The state of Virginia is in the third phase of Gov. Ralph Northam’s reopening plan as of last Wednesday, but state and local health officials continue to urge caution.

Numbers in Virginia were falling for quite some time, but they seem to be on the rise again, including locally. On Friday, the Western Tidewater Health District reported its largest one-day increase in cases since May 15. Most of the new cases were in Suffolk.

Speaking at the Suffolk City Council meeting last week, the first day of the Phase 3 reopening, Western Tidewater Health District Director Dr. Todd Wagner cautioned people to be vigilant.

“The fact that I’m starting to see a little bit of leveling off, a little bit of increase in the percent positivity, combined with the fact that … we just went to Phase 3 reopening, this weekend, we’ve got a large Fourth of July weekend, makes me concerned,” Wagner said at the meeting. That was before the spike in cases on Friday.

Although many things have reopened in Phase 3, and there is no more stay-at-home order in effect, life should not be back to “normal” quite yet. The virus is still circulating in our community, so it might pay to be even more vigilant than we have been the past few months.

On June 10, the day the stay-at-home order expired, Dr.
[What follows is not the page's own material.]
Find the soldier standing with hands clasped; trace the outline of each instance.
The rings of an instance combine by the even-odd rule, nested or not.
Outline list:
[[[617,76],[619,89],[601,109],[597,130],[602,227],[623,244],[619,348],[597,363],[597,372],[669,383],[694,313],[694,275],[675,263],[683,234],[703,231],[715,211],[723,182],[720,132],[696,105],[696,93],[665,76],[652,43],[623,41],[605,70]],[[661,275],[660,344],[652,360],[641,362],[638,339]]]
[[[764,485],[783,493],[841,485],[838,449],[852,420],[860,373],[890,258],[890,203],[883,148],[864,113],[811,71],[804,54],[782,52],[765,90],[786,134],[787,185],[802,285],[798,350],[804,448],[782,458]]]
Norman Oliver, the state health commissioner, spoke with the Suffolk News-Herald and shared some things he thinks people should do this summer to stay safe.

First of all, he recommended that people still stay at home if they don’t have to be out.

“We feel that people can go out and participate in some activities outside of the home, but the virus is still there, so clearly staying at home will be safer,” he said. “This is especially true for people in high risk groups, the elderly, people with underlying medical conditions — those of us in those categories should only go out if absolutely necessary for the foreseeable future.”

Dr. Oliver also said wearing a mask is a way to prevent spread of the virus.

“The reason why I should wear a mask is so that I don’t infect you,” he said. “If I’m out and about and spreading respiratory droplets, I can infect others whether or not I’m feeling sick. If the majority of people wear a mask, it can significantly decrease the spread of the virus, so that’s the reason for wearing a mask.”

Oliver also recommended that people wash their hands frequently with soap and water, use hand sanitizer if soap and water are not available, and keep their distance from others.